Some people in my program wear the “college dropout” pin on their shirt like a badge of honor, while people on the outside look at us in disgust. I don’t think of it that way. I’m glad others also see the value of themselves beyond the piece of paper an institution will hand them, but I think of myself as the young boy skipping the 2nd grade.
I’m not dropping out of college; I’m skipping it.”
-Baylen Smith, originally posted on his blog.
We are not all the same. We are each intricate creations perfectly and uniquely crafted. Every little detail about our personalities and lives make us who we are. From the way we drink our coffee, to the jokes we find humerous, to the things we are passionate about, to the way we interact with dogs, to our relationship with our mothers, and our ability to deal with (or hide from) conflict, to where we’re from, to the things we’re proud of and the things we’re insecure about, and so on indefinitely.
Each of us is so distinctly unique and different from other humans. Sure we share similar traits and passions, but an old theater teacher of mine used to tell me, “There has never been a you before.
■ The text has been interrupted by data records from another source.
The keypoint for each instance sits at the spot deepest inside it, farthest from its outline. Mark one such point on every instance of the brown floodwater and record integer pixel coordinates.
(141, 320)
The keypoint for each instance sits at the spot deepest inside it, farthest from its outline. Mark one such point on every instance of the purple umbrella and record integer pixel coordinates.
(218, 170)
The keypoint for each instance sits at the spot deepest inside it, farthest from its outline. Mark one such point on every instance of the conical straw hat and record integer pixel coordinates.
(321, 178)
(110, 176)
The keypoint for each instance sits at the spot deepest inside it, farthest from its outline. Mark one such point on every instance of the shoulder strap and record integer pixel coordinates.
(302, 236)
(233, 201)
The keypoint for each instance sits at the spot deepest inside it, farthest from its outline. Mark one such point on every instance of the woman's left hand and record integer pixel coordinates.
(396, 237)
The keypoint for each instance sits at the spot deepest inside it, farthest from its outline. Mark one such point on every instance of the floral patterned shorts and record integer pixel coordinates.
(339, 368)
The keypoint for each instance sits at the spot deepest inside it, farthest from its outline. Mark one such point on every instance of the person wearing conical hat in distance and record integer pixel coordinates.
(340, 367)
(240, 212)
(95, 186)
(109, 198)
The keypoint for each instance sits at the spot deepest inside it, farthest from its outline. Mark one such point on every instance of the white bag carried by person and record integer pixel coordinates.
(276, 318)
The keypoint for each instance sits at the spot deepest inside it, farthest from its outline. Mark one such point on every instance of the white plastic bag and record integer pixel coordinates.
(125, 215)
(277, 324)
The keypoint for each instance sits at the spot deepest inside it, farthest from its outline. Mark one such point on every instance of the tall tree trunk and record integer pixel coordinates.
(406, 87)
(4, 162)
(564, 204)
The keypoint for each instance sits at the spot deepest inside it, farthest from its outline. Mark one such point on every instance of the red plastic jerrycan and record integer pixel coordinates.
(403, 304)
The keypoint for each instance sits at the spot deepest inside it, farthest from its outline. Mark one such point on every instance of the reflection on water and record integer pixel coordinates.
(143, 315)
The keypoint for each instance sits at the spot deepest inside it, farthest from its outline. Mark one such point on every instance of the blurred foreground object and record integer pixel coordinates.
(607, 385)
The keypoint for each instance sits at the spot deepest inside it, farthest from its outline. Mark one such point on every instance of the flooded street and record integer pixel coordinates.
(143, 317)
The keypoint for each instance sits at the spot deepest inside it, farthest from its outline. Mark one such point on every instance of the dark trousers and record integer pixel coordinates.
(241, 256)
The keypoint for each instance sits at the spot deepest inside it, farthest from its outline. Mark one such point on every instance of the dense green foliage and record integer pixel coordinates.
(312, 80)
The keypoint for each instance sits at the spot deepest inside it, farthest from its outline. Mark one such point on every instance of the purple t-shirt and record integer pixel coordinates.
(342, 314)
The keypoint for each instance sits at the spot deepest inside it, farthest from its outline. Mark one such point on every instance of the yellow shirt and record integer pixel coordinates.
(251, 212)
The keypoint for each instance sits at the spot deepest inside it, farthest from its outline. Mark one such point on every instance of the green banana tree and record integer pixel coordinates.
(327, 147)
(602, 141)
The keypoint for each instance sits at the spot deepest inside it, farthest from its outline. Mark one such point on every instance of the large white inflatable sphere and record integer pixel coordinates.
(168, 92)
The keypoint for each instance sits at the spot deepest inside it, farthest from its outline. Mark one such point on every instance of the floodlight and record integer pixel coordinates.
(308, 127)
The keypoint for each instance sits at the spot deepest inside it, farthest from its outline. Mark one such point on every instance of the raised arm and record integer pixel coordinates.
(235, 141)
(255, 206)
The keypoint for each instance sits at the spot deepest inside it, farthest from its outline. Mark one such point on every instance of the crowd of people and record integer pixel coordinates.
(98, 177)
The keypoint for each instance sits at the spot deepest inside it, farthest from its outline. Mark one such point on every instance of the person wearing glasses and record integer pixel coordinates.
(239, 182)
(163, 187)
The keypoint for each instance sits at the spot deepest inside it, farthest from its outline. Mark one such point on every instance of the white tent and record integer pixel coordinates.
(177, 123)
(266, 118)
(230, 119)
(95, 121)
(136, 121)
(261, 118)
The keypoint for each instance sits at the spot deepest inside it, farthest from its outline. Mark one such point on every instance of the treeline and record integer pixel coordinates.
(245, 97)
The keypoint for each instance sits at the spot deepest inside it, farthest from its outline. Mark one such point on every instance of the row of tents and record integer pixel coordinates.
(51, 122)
There will never be another you. In all of time and space, you’re the only you.”
So how can one education system or one way, be the right way?
There. Is. No. One. Right. Path.
Because each us is completely unique and custom, doesn’t it make sense that I, Diana Zitting, am going to learn in a different way than Joe Bob down the street? Yes. We’re different people. We live different lives and have different minds. Our goals are different. We react differently to different things.
It’s a scientific fact that our brains don’t thrive in the same atmosphere.
This is why we need to put a stop to this cookie-cutter “right” path for success that starts the day we hobble into elementary school, and continues for the next 16+ years of our lives. As Baylen stated, in elementary school if we performed and excelled more than those in our grade, we were encouraged to skip a grade. We’d brag about it to our friends on the playground while eating jello cups. Our parents would post about it on Facebook (or email about it? I don’t think facebook was around when I was in elementary). It was something to be proud of.
But all of a sudden, it changes as soon as you become college-aged. People seem to have forgotten how different they are from each other. We assume that our mom or our teachers or our guidance counselor knows best and since all those people are telling us to go to college, even if we’re extremely bright and we excel quickly, that we should just go anyways.
This is a lie. A marketing scheme. These colleges are profiting off your brainwashed mind.
This isn’t your fault. You’ve been brainwashed since you were barely 5. You didn’t create this. But you can un-create it. You know what’s best for you. Not your great uncle, not your pastor, not your 4th grade or 12th grade teacher, not your own mother, not your peers. You.